TwistMethNext integrates various tools and custom scripts to provide a comprehensive analysis workflow for Twist NGS Methylation data.

Step	Tool/Software	Description
Generate Reference Genome	Bismark	Generate reference genome index files for bismark.
Raw Data QC	FastQC	Performs quality control checks on raw sequence data.
Adapter Trimming	Trim Galore	Trims adapters and low-quality bases from the reads.
Align Reads	Bismark (bowtie2)	Aligns bisulfite-treated reads to a reference genome.
Deduplicate removal	Bismark	Removes PCR duplicates from the aligned reads.
Sort and Indexing	Samtools	Sorts the aligned and deduplicated BAM files.
Extract Methylation Calls	Bismark	Extracts methylation calls from the aligned reads.
Summary Report	Bismark	Generates a summary report of the Bismark alignment and methylation extraction.
Alignment QC	Qualimap	Generates quality control metrics for the aligned reads.
QC Reporting	MultiQC	Aggregates quality control reports from various steps into a single report.
Differential Methylation	EdgeR, MethylKit	Performs differential methylation analysis using EdgeR and MethylKit package.
Post Processing	ggplot2	Generates summary statistics and visualizations of the differential methylation results.
GO Analysis	Gene Ontology	Generates GOChord diagram from gene ontology analysis results.

Feature Details¶

READ_PROCESSING: Checks the quality of raw sequencing data and trims low-quality bases and adapters to improve downstream analysis.
BISMARK_ANALYSIS: Aligns bisulfite-converted reads to a reference genome, identifies and removes PCR duplicates, sorts and indexes the aligned reads, performs quality control on alignments, and extracts methylation information from the aligned reads.
QC_REPORTING: Compiles quality control metrics from various steps into a comprehensive report for easy interpretation.
DIFFERENTIAL_METHYLATION:
EDGER_ANALYSIS:
- Takes coverage files, a design file, and comparison information as input.
- Performs differential methylation analysis using the EdgeR Bioconductor package.
- Outputs CSV files with differential methylation results for each group comparison.
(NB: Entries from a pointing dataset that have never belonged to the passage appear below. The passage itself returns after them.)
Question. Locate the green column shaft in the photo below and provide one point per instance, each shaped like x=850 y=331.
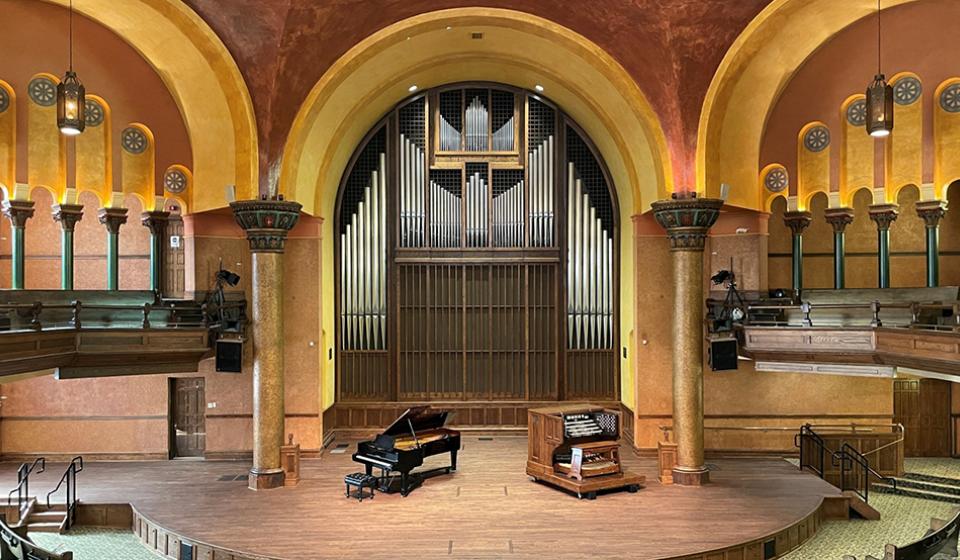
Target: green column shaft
x=66 y=259
x=113 y=261
x=797 y=262
x=17 y=254
x=883 y=242
x=933 y=256
x=839 y=257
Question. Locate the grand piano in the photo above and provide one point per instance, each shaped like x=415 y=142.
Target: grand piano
x=418 y=433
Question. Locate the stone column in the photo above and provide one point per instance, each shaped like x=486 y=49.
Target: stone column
x=687 y=220
x=112 y=219
x=267 y=223
x=797 y=221
x=932 y=211
x=156 y=222
x=19 y=211
x=839 y=218
x=884 y=215
x=68 y=215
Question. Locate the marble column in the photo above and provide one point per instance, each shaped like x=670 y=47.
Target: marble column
x=266 y=223
x=112 y=219
x=931 y=212
x=839 y=218
x=68 y=215
x=884 y=215
x=156 y=222
x=19 y=211
x=797 y=221
x=687 y=220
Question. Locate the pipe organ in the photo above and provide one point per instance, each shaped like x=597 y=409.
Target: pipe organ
x=468 y=221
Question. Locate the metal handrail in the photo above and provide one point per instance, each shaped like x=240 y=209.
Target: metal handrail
x=70 y=477
x=23 y=482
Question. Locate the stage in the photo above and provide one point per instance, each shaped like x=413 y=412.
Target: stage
x=488 y=509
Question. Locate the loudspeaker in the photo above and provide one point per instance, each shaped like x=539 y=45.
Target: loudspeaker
x=230 y=355
x=723 y=354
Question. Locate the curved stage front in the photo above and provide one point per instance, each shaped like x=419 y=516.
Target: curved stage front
x=488 y=509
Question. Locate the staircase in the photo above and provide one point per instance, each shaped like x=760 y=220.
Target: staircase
x=922 y=486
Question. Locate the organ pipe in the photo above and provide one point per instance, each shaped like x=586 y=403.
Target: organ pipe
x=589 y=271
x=363 y=264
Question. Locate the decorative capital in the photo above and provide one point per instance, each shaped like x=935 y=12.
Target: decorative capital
x=112 y=218
x=932 y=211
x=19 y=211
x=155 y=221
x=68 y=215
x=884 y=215
x=839 y=218
x=266 y=222
x=797 y=221
x=687 y=220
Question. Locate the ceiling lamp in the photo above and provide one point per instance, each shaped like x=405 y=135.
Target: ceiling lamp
x=71 y=102
x=879 y=98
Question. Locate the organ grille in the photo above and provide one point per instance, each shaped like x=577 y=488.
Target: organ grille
x=589 y=254
x=363 y=252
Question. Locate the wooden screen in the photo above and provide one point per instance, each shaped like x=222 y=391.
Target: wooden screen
x=477 y=252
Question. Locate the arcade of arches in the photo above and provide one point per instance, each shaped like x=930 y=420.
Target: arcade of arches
x=483 y=209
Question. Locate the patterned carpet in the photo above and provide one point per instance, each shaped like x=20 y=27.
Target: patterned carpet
x=96 y=543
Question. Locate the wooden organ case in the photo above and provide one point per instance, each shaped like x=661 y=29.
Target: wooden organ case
x=575 y=447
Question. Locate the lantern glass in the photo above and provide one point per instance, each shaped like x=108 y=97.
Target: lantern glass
x=879 y=107
x=71 y=105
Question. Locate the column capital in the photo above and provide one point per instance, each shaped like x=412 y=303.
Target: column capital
x=112 y=218
x=19 y=211
x=797 y=221
x=266 y=222
x=155 y=221
x=68 y=215
x=687 y=220
x=839 y=218
x=884 y=215
x=931 y=211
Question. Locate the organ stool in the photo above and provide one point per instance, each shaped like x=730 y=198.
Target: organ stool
x=360 y=481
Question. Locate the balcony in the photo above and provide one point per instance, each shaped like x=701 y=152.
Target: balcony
x=108 y=333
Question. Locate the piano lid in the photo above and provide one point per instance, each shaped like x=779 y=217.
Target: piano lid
x=423 y=418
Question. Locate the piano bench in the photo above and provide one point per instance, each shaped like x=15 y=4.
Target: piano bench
x=361 y=481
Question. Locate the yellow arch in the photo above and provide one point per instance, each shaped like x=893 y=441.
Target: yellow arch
x=204 y=81
x=748 y=81
x=437 y=48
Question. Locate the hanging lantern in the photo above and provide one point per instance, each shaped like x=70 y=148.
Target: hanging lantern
x=879 y=107
x=71 y=105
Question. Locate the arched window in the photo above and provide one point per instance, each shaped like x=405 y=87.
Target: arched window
x=477 y=246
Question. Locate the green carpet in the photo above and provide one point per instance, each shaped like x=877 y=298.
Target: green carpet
x=96 y=543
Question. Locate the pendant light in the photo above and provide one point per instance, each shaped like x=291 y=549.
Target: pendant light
x=71 y=103
x=879 y=98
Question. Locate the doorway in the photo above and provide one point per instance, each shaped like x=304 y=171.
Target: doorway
x=923 y=407
x=188 y=432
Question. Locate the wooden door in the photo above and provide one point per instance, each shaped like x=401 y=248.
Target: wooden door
x=188 y=426
x=923 y=407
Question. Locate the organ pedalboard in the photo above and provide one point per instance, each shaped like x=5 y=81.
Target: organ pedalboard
x=576 y=448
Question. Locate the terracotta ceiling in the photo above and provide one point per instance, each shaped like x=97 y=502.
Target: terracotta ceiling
x=671 y=48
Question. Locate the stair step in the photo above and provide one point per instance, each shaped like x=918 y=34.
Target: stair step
x=916 y=493
x=45 y=527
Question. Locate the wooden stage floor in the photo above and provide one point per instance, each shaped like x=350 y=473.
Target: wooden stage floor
x=488 y=509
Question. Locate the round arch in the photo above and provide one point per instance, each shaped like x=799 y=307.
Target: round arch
x=476 y=44
x=748 y=81
x=204 y=81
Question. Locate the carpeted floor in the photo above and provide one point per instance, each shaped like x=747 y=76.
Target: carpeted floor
x=96 y=543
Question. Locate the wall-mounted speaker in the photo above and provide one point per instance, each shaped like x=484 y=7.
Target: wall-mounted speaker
x=230 y=355
x=723 y=354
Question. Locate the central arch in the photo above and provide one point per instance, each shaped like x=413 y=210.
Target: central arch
x=476 y=44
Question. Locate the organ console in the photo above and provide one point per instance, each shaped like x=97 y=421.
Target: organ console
x=418 y=433
x=575 y=447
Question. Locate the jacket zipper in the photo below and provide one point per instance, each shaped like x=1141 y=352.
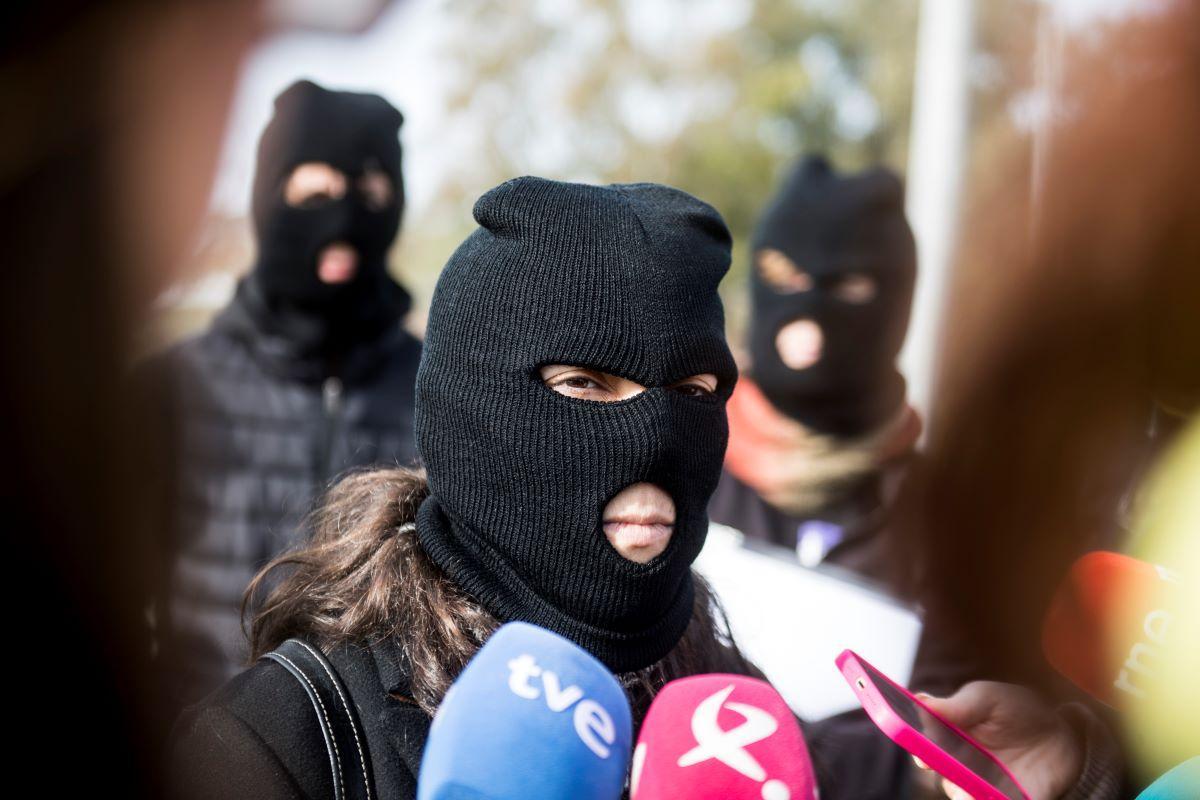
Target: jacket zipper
x=331 y=403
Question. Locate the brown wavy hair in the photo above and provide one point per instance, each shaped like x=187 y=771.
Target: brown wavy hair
x=361 y=577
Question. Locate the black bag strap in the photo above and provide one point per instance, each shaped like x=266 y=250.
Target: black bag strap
x=340 y=726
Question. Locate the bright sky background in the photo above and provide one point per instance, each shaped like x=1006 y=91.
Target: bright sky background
x=400 y=58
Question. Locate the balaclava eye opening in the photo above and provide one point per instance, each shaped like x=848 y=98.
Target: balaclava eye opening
x=831 y=227
x=618 y=278
x=351 y=132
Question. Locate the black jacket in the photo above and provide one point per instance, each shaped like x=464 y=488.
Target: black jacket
x=258 y=431
x=258 y=737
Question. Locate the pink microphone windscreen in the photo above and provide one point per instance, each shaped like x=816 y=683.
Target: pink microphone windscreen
x=721 y=737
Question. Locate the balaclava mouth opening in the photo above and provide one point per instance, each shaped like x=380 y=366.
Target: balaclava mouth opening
x=819 y=230
x=352 y=132
x=619 y=278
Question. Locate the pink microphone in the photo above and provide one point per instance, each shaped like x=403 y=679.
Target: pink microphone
x=721 y=738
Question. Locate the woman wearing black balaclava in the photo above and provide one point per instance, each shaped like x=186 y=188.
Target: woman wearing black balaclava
x=821 y=431
x=570 y=413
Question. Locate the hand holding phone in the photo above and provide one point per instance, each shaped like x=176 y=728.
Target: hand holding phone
x=939 y=744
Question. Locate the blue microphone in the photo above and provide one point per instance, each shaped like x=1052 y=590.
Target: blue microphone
x=532 y=716
x=1179 y=783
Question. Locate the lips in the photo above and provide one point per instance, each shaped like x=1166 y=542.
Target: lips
x=337 y=264
x=637 y=534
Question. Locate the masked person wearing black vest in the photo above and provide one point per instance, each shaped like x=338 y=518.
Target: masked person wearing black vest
x=820 y=433
x=570 y=413
x=306 y=373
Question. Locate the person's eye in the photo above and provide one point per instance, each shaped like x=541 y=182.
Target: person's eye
x=579 y=383
x=693 y=390
x=779 y=272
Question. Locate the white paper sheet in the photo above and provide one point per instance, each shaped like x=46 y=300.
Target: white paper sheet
x=792 y=621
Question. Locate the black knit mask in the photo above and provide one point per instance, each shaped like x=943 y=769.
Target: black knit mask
x=353 y=133
x=832 y=228
x=617 y=278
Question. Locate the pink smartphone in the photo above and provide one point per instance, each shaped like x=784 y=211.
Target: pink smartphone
x=945 y=749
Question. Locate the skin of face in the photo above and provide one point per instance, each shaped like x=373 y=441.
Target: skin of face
x=315 y=182
x=640 y=519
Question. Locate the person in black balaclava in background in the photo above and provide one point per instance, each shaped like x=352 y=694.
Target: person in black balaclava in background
x=305 y=374
x=820 y=432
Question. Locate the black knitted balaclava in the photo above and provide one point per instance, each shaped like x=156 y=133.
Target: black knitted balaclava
x=619 y=278
x=832 y=227
x=351 y=132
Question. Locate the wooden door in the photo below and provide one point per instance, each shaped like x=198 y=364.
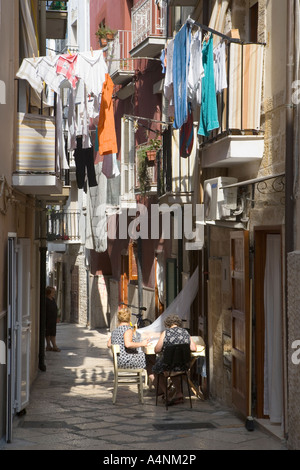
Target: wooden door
x=241 y=382
x=74 y=294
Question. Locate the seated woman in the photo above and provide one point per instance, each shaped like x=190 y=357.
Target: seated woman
x=129 y=357
x=174 y=334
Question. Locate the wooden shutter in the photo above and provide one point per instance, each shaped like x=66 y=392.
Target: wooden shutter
x=239 y=255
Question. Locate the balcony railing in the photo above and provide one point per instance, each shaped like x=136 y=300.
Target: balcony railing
x=151 y=168
x=147 y=20
x=118 y=57
x=63 y=225
x=239 y=105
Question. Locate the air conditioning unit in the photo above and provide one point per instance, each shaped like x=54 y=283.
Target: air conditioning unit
x=219 y=203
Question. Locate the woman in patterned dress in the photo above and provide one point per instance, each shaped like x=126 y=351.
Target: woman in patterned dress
x=174 y=334
x=129 y=356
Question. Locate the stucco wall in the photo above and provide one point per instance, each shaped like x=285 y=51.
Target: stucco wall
x=293 y=365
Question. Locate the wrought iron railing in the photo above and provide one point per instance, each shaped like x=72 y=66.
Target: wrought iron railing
x=239 y=104
x=63 y=225
x=148 y=19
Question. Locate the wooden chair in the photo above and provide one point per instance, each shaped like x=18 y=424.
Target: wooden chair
x=127 y=376
x=176 y=355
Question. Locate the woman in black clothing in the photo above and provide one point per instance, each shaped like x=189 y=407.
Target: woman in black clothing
x=51 y=320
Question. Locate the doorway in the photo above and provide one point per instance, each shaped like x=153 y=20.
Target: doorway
x=268 y=325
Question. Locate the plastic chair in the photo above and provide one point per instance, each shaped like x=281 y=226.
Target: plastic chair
x=127 y=376
x=176 y=355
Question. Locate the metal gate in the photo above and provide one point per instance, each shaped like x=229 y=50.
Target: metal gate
x=18 y=328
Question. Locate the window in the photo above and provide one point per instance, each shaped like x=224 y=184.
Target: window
x=253 y=22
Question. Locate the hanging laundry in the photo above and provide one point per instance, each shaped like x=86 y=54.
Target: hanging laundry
x=106 y=126
x=47 y=72
x=66 y=66
x=209 y=111
x=110 y=167
x=220 y=67
x=92 y=68
x=168 y=84
x=72 y=123
x=187 y=135
x=162 y=60
x=196 y=70
x=60 y=141
x=181 y=56
x=84 y=161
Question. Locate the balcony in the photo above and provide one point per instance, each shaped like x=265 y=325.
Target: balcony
x=148 y=28
x=240 y=138
x=120 y=65
x=147 y=169
x=183 y=3
x=63 y=226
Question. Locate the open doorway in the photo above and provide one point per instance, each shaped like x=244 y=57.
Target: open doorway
x=269 y=326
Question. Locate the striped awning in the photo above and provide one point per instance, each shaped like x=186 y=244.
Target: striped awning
x=35 y=144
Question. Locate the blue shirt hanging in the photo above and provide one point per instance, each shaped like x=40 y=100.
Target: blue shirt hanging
x=180 y=70
x=209 y=110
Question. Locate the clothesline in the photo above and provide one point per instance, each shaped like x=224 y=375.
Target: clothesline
x=217 y=33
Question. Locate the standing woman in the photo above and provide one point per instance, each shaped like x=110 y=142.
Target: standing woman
x=51 y=320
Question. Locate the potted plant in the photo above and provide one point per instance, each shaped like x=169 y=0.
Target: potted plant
x=154 y=146
x=104 y=34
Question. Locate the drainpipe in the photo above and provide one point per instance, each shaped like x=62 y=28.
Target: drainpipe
x=289 y=167
x=43 y=255
x=289 y=159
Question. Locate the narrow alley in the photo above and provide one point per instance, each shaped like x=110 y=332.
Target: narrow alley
x=71 y=409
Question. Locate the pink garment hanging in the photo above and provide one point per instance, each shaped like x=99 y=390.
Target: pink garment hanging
x=66 y=65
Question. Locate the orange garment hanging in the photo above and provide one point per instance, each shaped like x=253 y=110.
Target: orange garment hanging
x=106 y=126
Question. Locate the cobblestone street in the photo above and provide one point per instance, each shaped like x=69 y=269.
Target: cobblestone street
x=71 y=409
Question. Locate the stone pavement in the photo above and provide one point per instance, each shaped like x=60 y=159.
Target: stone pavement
x=71 y=409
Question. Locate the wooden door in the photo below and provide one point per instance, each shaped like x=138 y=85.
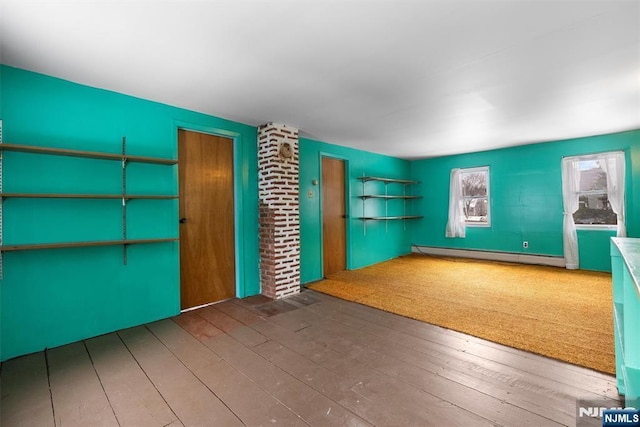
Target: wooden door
x=207 y=243
x=334 y=214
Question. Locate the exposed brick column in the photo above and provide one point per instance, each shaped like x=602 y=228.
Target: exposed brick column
x=278 y=177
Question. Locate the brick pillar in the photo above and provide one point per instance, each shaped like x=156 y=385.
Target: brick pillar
x=278 y=167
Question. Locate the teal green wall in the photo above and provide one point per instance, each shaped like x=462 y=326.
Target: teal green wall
x=382 y=240
x=526 y=198
x=52 y=297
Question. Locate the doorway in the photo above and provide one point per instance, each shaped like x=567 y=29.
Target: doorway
x=334 y=216
x=207 y=222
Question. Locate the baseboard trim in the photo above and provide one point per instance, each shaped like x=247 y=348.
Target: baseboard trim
x=491 y=256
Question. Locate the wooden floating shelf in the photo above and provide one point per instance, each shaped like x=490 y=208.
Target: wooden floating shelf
x=387 y=180
x=84 y=196
x=377 y=218
x=11 y=248
x=382 y=196
x=86 y=154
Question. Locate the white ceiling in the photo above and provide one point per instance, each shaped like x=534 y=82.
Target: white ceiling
x=410 y=79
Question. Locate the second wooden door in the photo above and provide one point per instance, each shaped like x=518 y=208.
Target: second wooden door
x=334 y=214
x=207 y=242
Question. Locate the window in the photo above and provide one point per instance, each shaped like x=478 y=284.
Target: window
x=593 y=199
x=475 y=195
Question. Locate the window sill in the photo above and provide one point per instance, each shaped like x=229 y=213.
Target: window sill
x=596 y=227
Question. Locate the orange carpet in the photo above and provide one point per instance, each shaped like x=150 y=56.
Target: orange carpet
x=563 y=314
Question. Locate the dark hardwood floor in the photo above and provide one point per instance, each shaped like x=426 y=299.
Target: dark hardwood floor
x=308 y=360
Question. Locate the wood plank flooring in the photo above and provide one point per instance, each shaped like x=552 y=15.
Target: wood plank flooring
x=308 y=360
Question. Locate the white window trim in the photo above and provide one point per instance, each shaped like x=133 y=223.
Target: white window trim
x=595 y=227
x=480 y=169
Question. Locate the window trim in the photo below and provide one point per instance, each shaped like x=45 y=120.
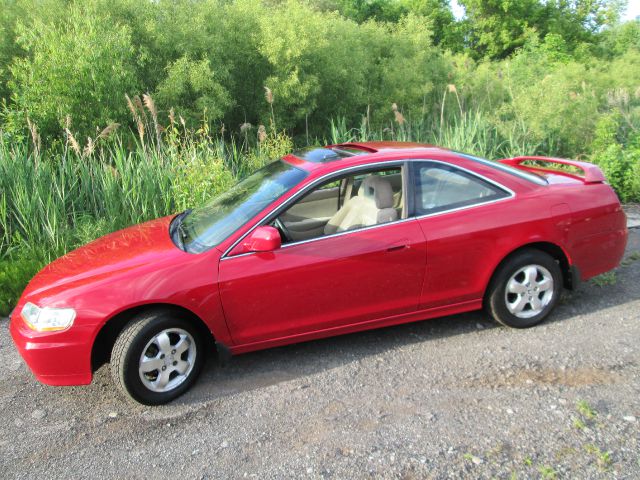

METHYLKIT_ANALYSIS:
- Takes coverage files, a design file, and comparison information as input.
- Performs differential methylation analysis using the EdgeR Bioconductor package.
- Outputs CSV files with differential methylation results for each group comparison.
POST_PROCESSING:
Reads the EdgeR results and generates:
- Summary statistics (total DMRs, hyper/hypomethylated regions, significant DMRs)
- Volcano plot (visualizing fold change vs. significance)
- MA plot (visualizing intensity vs. fold change)
Functional Analsysis
Reads the EdgeR/MethylKit results and generates -
Top n corresponding genes from the EdgeR/MethylKit results are picked up to generate the gene ontology results.
generates a CSV file with the GO classification results (only Biological Processes).
generates a Chord diagram for top 10 results from the GO analysis.

Read processing¶

Read processing subworkflow includes -

FASTQC - for Quality check of samples
TRIM Galore - adapter trimming

FastQC¶

FASTQC is a widely used tool for assessing the quality of raw and processed sequencing data. It provides a comprehensive quality check, including metrics like per-base quality scores, GC content, and adapter contamination.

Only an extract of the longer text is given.